Pure coincidence I’m sure how the two groups overlap like that, with those who don’t know anything about the tech in question also tending to be the same people who claim that it can be done, but like I said I’m sure that’s purely coincidental.

Anonymous Coward says:

It’s like he thinks of people who work on new technologies as scatterbrain idiots who shit out miracles under pressure.

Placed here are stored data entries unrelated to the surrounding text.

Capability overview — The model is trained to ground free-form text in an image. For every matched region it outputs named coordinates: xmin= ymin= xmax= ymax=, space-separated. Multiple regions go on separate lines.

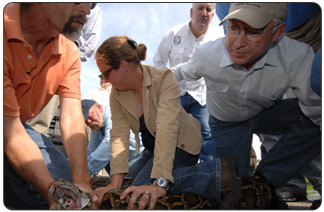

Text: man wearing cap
xmin=171 ymin=2 xmax=320 ymax=196
xmin=4 ymin=3 xmax=99 ymax=209
xmin=81 ymin=99 xmax=144 ymax=175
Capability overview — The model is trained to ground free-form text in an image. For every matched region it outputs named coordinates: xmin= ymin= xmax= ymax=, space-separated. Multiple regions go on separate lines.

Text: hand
xmin=120 ymin=184 xmax=167 ymax=209
xmin=94 ymin=184 xmax=117 ymax=205
xmin=74 ymin=182 xmax=100 ymax=209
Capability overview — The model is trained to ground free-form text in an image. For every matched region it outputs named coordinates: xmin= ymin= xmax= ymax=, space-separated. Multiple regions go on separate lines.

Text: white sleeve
xmin=153 ymin=32 xmax=173 ymax=69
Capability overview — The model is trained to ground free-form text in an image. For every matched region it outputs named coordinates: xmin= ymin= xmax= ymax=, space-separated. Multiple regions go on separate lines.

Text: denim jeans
xmin=128 ymin=150 xmax=222 ymax=201
xmin=209 ymin=98 xmax=321 ymax=188
xmin=181 ymin=93 xmax=214 ymax=161
xmin=261 ymin=135 xmax=322 ymax=196
xmin=279 ymin=155 xmax=322 ymax=196
xmin=128 ymin=148 xmax=199 ymax=185
xmin=4 ymin=123 xmax=72 ymax=209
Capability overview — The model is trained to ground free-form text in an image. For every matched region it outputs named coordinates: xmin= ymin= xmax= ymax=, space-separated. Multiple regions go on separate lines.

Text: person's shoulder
xmin=143 ymin=64 xmax=172 ymax=78
xmin=166 ymin=22 xmax=188 ymax=34
xmin=59 ymin=34 xmax=79 ymax=52
xmin=276 ymin=36 xmax=313 ymax=55
xmin=196 ymin=37 xmax=225 ymax=53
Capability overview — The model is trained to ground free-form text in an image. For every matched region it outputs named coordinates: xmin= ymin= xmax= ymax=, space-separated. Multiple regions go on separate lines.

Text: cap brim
xmin=219 ymin=8 xmax=273 ymax=29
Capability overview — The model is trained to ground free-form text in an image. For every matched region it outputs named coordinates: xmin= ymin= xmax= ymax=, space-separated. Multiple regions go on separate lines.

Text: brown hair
xmin=96 ymin=35 xmax=147 ymax=69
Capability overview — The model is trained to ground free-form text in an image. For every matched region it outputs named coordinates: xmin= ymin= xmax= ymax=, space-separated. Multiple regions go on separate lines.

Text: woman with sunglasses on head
xmin=94 ymin=35 xmax=203 ymax=209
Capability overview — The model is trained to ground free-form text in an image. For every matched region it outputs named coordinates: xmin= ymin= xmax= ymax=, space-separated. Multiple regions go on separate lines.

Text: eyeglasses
xmin=226 ymin=25 xmax=277 ymax=42
xmin=89 ymin=3 xmax=97 ymax=10
xmin=74 ymin=3 xmax=97 ymax=10
xmin=98 ymin=67 xmax=114 ymax=80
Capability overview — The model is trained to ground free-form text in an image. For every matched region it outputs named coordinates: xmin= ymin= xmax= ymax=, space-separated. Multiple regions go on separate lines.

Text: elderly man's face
xmin=190 ymin=3 xmax=214 ymax=34
xmin=225 ymin=20 xmax=276 ymax=70
xmin=42 ymin=3 xmax=91 ymax=41
xmin=85 ymin=104 xmax=104 ymax=126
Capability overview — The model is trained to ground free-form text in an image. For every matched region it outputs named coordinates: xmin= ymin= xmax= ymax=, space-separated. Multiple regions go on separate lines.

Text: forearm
xmin=60 ymin=116 xmax=90 ymax=185
xmin=4 ymin=116 xmax=54 ymax=204
xmin=110 ymin=173 xmax=125 ymax=189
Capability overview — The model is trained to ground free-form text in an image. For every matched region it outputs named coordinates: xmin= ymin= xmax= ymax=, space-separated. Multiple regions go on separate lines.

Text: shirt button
xmin=27 ymin=69 xmax=31 ymax=73
xmin=27 ymin=55 xmax=33 ymax=60
xmin=24 ymin=44 xmax=27 ymax=47
xmin=181 ymin=144 xmax=185 ymax=148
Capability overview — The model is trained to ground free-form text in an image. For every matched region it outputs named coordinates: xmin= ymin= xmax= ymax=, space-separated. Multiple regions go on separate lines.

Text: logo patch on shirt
xmin=173 ymin=36 xmax=181 ymax=45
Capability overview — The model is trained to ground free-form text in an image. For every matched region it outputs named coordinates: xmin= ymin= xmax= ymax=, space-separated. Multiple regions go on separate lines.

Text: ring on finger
xmin=144 ymin=191 xmax=150 ymax=196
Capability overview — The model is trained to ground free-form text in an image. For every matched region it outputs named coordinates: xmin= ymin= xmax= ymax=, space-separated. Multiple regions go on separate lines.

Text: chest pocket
xmin=260 ymin=88 xmax=285 ymax=101
xmin=209 ymin=83 xmax=229 ymax=94
xmin=170 ymin=46 xmax=185 ymax=63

I think maybe he’s watched too much star trek and can’t tell the difference between fiction and reality. He thinks himself Kirk standing on the bridge asking Scotty how long it’ll take to get the engines back online, and Scotty tells him it’ll take at least 8 hours, to which he replies “We need those engines back online in 3 hours or we’re all dead!”

Anonymous Coward says:

According to james Comey, anybody who reveals government malfeasance and overreach should be prosecuted for every charge they can come up with, as governments are entitled to keep their crimes secret. At the same time, any citizens data that they wish to look at, whether or not they live in the US, should be available to law enforcement and the security services. In other words, the government can do no wrong, and its doing should be kept secret; while everybody else is a potential criminal or terrorist and should have no privacy at all.

kallethen says:

So tired of the "Leave it to the experts" catch phrase

Ugh. I’m so tired of this. It’s like the only way government officials know how to talk about whatever thing they want to believe something that is impossible/improbable.

Encryption backdoors: It doesn’t make sense they are impossible, but I’ll leave it to the experts.

Global warming: I don’t believe humans are causing global warming, but I’ll leave that to the experts.

Seriously… it’s the grown-up equivalent of sticking fingers in your ears and yelling “La la la la la la! I’m not listening!”

That One Guy (profile) says:

Re: So tired of the "Leave it to the experts" catch phrase

“I don’t understand X, so I’ll ask the experts on the subject to explain it to me” is actually the reasonable course of action when you don’t know enough to make an informed choice or statement on something. Where it goes wrong is when they say ‘I’ll ask/leave it to the experts’, as in this case, and then completely ignore what the experts say if it conflicts with their position.

plonked plonker says:

encription for programers 101 :: not so hard actually

Programmers will protect themselves from this overreach. Encription is not that hard. Imagine if everyone used their own creative encription, then the government would have to crack every program everytime, not just a one time crack then have it all. This would cost vast amount of money, and undermine the entire neocon agenda. Sure it might not be very hard to crack but imagine not very hard to crack every time you want access, not once but millions of times.

John Fenderson (profile) says:

Re: encription for programers 101 :: not so hard actually

“Encription is not that hard. Imagine if everyone used their own creative encription”

Coming up with a new, effective encryption scheme is very hard.

People who want to break encryption would be thrilled if everyone invented their own unique algorithms, because 99.99% of them will be breakable.

WeTheSheeple says:

Yeah Timmah… those damn truthers. We already know everything there is to know about 911 and the US gubbmint wouldn’t lie or hide things from us ever… oh…. except when they do:
http://www.msn.com/en-us/news/us/obama-top-intel-official-reviewing-secret-9-11-material/ar-BBrWhHb?li=BBnbfcL

http://nypost.com/2016/04/17/how-us-covered-up-saudi-role-in-911/

Truthers already knew the Saudis had a big hand in 911. Why no troops in Saudi?
Sibel Edmonds knew and tried to tell people. Then she was gagged.

But it’s ok Timmah… you go on believing that radical cavemen hijacked 3 planes and thwarted the best air defense the world’s money can buy.

Even the Official Pentagon Building Performance report noted an explosion absent of any plane that pushed the second floor upward. But I guess Timmah never read that one. Or anything else that wasn’t Gubbmint approved.